With a reputation for supplying reliable gearboxes, Stober Drives Inc. (Maysville, KY) was understandably concerned when product returns suddenly spiked. A variety of the company’s gearboxes, which had a failure rate of just 0.5% per three years, and a mean time to failure (MTTF) of more than seven years, were being returned at an unacceptable rate.
Adding to the situation’s criticality was that the returns were coming in under the company’s three-year standard warranty. Stober quality had made the long warranties possible and they worked as a powerful purchasing incentive, but now the warranties were incurring an expense.
Suspecting that a portion of the failures were in some way related to the gearboxes’ inboard ball bearing set, Stober Drives’ Product Manager Mike Mitchell contacted bearing supplier SKF USA Inc. (Kulpsville, PA) for assistance. The purpose of the bearings is to secure the gearbox’s shaft while it is rotating under load. Mitchell knew that poor bearing quality was unlikely because the company had been sourcing bearings from SKF for 15 years without incident. Yet, something was definitely amiss.
Mitchell shipped gearboxes that had failed to SKF USA Inc. headquarters, which houses a bearing inspection and failure analysis lab. What SKF engineers found was evidence of faulty gearbox bearing installation, which could occur only during the gearbox assembly process. Equally spaced axial dents on the bearing’s outer raceway demonstrated that improper impact procedures had been employed, and blue discolorations revealed the use of excessive heat.
The solution called for expert bearing installation training. To that end, an SKF engineer developed a custom training program that would explain the need to follow proper installation procedures. “Our objective was to have SKF train our assemblers in best practices at every step,” Mitchell notes.
One essential practice concerned the process of driving a bearing onto the gearbox shaft to achieve an interference fit, a fit that is sufficiently tight to hold the bearing in place on its rotating shaft.
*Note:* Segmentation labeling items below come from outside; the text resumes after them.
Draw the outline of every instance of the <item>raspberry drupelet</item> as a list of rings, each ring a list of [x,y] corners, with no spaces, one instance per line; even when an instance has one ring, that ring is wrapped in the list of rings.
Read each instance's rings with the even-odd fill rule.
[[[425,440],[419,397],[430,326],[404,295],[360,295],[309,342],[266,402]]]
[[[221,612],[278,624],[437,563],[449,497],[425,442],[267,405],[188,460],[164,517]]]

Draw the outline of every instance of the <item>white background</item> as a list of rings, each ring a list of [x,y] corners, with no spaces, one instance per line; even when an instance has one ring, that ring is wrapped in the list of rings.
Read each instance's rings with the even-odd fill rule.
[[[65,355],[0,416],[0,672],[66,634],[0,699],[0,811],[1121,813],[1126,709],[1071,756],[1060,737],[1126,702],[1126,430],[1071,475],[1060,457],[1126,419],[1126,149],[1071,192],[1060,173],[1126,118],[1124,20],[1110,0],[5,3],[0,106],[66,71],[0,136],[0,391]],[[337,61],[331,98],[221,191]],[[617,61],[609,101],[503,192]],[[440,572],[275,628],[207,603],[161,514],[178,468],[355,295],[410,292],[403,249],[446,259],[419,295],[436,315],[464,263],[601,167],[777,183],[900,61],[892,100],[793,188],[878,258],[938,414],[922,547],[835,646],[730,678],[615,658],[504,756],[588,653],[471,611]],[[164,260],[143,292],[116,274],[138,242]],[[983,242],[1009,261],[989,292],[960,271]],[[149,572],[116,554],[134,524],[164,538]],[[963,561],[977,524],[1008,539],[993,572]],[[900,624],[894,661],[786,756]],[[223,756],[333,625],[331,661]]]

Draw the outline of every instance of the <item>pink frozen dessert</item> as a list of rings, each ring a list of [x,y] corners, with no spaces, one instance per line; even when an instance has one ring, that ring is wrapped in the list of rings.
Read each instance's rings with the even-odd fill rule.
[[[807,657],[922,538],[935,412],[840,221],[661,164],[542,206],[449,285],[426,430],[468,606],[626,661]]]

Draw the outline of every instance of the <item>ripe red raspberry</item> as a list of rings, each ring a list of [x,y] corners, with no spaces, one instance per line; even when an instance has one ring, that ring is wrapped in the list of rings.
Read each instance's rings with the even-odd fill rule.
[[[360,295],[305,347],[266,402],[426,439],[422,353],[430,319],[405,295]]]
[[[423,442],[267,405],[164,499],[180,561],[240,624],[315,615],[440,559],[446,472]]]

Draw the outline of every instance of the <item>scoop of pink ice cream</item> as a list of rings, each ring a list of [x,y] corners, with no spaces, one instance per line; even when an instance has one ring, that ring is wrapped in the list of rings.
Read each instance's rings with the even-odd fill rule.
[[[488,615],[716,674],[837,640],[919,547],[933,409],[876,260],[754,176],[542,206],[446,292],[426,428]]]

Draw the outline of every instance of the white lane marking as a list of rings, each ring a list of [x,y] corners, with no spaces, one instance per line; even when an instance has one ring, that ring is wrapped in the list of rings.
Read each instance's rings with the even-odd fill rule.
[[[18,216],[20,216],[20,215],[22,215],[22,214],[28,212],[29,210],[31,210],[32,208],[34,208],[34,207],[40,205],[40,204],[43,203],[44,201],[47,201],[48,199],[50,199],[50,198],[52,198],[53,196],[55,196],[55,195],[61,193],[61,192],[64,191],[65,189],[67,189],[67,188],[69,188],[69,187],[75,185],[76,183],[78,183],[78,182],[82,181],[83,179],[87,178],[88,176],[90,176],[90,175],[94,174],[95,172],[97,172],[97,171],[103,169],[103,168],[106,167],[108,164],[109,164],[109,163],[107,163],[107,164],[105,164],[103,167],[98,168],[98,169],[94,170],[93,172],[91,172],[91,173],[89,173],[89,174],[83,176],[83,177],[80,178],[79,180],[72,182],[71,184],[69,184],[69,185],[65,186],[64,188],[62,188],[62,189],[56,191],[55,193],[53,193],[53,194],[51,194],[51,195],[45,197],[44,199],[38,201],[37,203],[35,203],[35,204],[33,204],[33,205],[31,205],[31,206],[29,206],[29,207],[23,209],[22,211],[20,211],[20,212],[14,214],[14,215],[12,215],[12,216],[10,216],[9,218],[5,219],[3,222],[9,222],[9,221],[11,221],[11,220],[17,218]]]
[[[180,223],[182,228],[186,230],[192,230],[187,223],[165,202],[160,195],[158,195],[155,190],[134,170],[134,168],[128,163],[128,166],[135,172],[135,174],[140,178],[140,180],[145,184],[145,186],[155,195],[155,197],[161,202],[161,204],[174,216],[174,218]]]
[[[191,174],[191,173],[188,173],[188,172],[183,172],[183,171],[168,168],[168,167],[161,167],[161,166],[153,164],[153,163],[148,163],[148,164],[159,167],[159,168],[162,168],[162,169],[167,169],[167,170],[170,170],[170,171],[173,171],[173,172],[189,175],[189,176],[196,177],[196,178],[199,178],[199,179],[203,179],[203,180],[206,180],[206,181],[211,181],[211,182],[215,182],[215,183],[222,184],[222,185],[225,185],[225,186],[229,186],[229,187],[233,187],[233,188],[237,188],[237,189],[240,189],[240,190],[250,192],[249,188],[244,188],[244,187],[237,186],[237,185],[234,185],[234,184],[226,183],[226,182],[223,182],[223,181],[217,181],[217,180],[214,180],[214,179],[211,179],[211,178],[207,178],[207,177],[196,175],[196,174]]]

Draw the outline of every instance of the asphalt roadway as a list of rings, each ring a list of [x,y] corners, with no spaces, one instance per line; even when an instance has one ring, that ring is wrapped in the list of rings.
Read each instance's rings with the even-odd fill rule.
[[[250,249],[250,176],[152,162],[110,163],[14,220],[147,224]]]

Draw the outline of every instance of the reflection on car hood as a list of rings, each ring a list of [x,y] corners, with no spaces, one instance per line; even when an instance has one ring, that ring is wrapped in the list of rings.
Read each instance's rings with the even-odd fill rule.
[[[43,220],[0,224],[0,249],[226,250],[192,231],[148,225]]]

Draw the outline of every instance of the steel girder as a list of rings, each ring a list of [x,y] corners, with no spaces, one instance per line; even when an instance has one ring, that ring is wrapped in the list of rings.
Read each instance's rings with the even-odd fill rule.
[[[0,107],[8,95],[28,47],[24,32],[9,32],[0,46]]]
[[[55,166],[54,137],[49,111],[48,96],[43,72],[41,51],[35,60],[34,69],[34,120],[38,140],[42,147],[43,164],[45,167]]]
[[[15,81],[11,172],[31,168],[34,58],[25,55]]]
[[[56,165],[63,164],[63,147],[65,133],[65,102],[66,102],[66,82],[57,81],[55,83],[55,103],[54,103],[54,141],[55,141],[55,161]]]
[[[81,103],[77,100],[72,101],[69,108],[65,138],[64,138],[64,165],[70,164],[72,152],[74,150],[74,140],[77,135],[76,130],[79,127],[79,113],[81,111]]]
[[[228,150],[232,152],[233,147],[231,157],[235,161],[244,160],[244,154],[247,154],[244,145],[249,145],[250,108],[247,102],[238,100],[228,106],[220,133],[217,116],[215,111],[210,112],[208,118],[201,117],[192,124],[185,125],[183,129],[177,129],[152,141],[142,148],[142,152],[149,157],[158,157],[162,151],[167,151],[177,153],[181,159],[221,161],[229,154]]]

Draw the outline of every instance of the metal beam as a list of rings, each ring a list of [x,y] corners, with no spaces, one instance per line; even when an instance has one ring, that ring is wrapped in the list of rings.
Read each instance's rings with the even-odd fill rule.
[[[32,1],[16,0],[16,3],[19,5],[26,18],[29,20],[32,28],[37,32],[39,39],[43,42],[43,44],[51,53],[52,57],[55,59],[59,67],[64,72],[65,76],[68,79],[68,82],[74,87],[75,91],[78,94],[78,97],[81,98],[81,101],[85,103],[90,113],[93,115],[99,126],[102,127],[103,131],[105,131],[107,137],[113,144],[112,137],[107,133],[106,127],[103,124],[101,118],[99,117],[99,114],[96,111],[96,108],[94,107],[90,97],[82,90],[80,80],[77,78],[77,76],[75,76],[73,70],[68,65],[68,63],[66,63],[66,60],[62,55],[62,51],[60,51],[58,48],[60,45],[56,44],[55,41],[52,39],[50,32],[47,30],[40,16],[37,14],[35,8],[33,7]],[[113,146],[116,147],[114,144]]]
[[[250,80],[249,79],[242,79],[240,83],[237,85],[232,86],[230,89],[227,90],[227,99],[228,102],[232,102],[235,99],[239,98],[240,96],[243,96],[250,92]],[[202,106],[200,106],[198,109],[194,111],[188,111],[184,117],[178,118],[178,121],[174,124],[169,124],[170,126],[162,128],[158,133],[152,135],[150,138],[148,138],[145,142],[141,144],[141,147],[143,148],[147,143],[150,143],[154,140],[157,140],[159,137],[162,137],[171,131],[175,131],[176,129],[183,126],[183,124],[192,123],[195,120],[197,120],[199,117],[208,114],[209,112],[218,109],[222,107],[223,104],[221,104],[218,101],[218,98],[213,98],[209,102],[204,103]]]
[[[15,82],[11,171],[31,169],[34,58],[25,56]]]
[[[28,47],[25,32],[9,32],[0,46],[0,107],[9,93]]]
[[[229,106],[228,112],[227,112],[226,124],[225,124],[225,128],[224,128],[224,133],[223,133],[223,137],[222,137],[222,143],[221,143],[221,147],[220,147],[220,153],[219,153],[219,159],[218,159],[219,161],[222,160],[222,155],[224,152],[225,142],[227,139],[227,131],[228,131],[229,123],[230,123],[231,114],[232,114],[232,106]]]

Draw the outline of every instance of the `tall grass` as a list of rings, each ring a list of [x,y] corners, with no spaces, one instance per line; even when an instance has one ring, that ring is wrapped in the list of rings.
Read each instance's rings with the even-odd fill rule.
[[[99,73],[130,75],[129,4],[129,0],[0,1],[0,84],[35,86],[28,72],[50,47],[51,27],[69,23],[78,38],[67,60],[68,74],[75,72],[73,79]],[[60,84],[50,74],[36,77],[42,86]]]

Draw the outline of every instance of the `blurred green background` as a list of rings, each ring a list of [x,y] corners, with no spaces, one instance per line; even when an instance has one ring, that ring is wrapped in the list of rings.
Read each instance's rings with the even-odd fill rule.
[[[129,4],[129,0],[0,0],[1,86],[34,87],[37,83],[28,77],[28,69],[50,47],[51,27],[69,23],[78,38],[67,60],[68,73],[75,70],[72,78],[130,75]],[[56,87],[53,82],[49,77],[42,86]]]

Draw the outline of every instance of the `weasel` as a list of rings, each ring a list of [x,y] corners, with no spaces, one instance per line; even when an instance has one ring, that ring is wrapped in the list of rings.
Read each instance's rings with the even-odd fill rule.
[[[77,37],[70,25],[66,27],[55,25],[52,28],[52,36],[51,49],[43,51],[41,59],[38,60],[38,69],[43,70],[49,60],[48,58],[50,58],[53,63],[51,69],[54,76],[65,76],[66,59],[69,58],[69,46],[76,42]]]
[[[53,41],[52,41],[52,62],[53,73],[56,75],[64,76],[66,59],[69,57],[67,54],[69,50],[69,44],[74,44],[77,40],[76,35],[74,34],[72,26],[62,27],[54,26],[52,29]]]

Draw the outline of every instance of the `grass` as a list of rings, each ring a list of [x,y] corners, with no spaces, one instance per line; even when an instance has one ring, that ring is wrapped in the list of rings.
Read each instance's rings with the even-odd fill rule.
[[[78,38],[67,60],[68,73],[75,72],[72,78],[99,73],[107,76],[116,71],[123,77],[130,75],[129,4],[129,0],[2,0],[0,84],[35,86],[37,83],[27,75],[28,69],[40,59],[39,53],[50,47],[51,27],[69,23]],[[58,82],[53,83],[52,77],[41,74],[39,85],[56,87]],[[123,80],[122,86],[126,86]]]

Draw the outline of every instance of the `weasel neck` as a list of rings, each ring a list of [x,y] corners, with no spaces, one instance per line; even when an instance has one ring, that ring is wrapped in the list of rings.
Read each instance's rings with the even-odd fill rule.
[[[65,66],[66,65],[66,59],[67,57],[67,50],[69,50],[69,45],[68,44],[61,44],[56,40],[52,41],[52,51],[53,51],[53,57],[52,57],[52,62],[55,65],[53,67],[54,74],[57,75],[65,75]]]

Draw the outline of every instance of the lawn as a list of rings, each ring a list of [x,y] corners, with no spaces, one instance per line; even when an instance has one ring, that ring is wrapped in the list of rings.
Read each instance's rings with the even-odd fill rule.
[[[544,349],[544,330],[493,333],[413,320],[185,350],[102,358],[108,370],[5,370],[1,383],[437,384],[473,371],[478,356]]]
In some cases, assembly personnel had been applying pressure or impact to the bearing’s outer race, an improper procedure that causes contact to take place on the bearing’s rolling elements and raceway, and which produced the telltale evenly spaced dents. The training program stressed the need to apply pressure or impact only to the bearing’s inner ring, a practice that moves the bearing along the gearbox’s shaft without damaging any gearbox component.
The proper use of heat, which is best achieved via induction heater or oil bath, was also stressed in the training program. When a bearing is heated, the inner ring expands for fitting onto its assigned shaft. As it cools, the inner ring grips the shaft tightly to achieve the needed interference fit. Improper heating can weaken the bearing material. SKF’s engineer instructed Stober’s assemblers to not exceed 250 F with the bearing.
The results of the training have been dramatic. Bearings returned under warranty have dropped 42%. And a bonus, scrap associated with improper assembly practices has been reduced by 48%.
“No longer is a shortcut taken by grabbing a ball peen hammer to tap an outer race to seat the bearing,” Mitchell says. “Our assemblers do the job right every time with heat and proper press tools. As a result, we are seeing improved life cycles and a more robust and reliable gearbox product for the most demanding applications.”
Since the initial training was completed, SKF has conducted additional seminars to train dozens of new personnel and refresh the skills of existing assembly workers. The ongoing program benefits Stober’s ISO quality system. “Continuous process improvement is an ISO requirement,” explains Mitchell. “The SKF bearing installation training not only improves an essential part of our gearbox assembly process, it also helps us maintain our high quality standards, which is a key Stober business priority.”